Objective: To investigate the effects of Salvia miltiorrhiza and Ligustrazine Injection (SML) on proliferation and apoptosis of human hepatic stellate cell LX-2 and the expression of N-myc downstreamregulated gene 2 (NDRG2, a tumor suppressor gene).
Methods: HSCs from the LX-2 cell line were cultured in vitro. The proliferative state of different initial LX-2 cell numbers was measured using a 3-(4,5-dimethylthiazol- 2-yl)-2,5-diphenyltetrazolium bromide (MTT) colorimetric assay. LX-2 cells were plated in 96-well plates at an approximate density of 2.50×104 cells/mL and cultured for 24 h followed by the application of different concentrations of SML (1, 2, 4 and 8 μL/mL). Cell proliferation was measured using the MTT assay at 24 and 48 h. Apoptosis was detected by flow cytometry at 24 h. LX-2 cells were treated with different concentrations of SML and extracted with protein lysis buffer. The levels of NDRG2 and β-catenin were measured by Western blot.

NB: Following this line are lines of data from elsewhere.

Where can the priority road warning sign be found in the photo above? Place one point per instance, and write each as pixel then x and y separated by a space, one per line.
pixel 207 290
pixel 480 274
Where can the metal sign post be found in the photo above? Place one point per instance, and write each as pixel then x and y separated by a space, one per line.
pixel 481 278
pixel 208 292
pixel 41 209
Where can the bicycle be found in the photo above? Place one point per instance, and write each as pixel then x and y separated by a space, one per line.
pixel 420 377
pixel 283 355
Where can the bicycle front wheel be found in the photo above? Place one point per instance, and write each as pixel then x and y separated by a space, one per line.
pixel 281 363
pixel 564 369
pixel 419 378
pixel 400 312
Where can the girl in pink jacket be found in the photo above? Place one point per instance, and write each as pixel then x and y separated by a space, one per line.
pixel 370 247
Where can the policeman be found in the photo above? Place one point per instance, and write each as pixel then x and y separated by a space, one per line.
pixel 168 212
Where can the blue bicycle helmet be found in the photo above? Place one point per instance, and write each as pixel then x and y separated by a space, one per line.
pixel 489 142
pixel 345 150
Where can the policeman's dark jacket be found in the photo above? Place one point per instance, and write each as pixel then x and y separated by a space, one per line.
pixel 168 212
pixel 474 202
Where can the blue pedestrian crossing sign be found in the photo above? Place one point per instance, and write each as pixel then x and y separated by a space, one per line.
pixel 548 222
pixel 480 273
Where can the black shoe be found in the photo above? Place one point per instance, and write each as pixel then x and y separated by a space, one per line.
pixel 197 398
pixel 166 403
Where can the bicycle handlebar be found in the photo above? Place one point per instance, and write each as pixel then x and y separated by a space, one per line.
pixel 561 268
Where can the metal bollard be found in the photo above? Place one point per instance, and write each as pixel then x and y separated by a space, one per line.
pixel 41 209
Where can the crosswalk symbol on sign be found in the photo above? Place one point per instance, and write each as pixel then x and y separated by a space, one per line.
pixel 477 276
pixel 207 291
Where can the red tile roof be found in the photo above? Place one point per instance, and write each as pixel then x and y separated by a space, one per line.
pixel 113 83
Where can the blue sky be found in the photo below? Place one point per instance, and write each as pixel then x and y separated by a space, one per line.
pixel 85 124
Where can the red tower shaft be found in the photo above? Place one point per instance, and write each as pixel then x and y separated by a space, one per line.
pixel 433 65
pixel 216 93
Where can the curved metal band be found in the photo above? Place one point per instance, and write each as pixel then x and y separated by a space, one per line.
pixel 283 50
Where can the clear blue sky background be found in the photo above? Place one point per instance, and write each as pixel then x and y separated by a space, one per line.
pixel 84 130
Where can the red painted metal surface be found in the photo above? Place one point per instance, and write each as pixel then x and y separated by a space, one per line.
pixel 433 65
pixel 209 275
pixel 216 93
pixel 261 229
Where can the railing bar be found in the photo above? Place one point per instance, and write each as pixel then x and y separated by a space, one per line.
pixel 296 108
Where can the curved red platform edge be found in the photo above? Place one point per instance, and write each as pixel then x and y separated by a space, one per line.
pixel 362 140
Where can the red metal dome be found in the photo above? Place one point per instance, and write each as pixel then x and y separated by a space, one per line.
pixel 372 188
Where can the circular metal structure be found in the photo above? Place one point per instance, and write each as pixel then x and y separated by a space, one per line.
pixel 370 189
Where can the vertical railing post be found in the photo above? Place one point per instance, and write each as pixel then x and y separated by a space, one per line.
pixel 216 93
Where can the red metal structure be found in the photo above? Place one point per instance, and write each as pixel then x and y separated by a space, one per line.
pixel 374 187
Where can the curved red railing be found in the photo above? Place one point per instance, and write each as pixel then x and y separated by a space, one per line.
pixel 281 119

Results: With the exception of the 1 and 2 μL/mL concentrations, 4 and 8 μL/mL SML inhibited cell proliferation in a concentration-dependent manner at 24 and 48 h (P<0.05). With the exception of the 1 and 2 μL/mL concentrations, the NDRG2 expression level was greatly increased in a concentration-dependent manner. However, the level of β-catenin was unaffected.
Conclusion: SML inhibit LX-2 cell proliferation in a concentration-dependent manner, and the mechanism may be associated with NDRG2 over-expression.
Keywords: N-myc downstream-regulated gene 2; Salvia miltiorrhiza and Ligustrazine Injection; apoptosis; hepatic stellate cell; proliferation.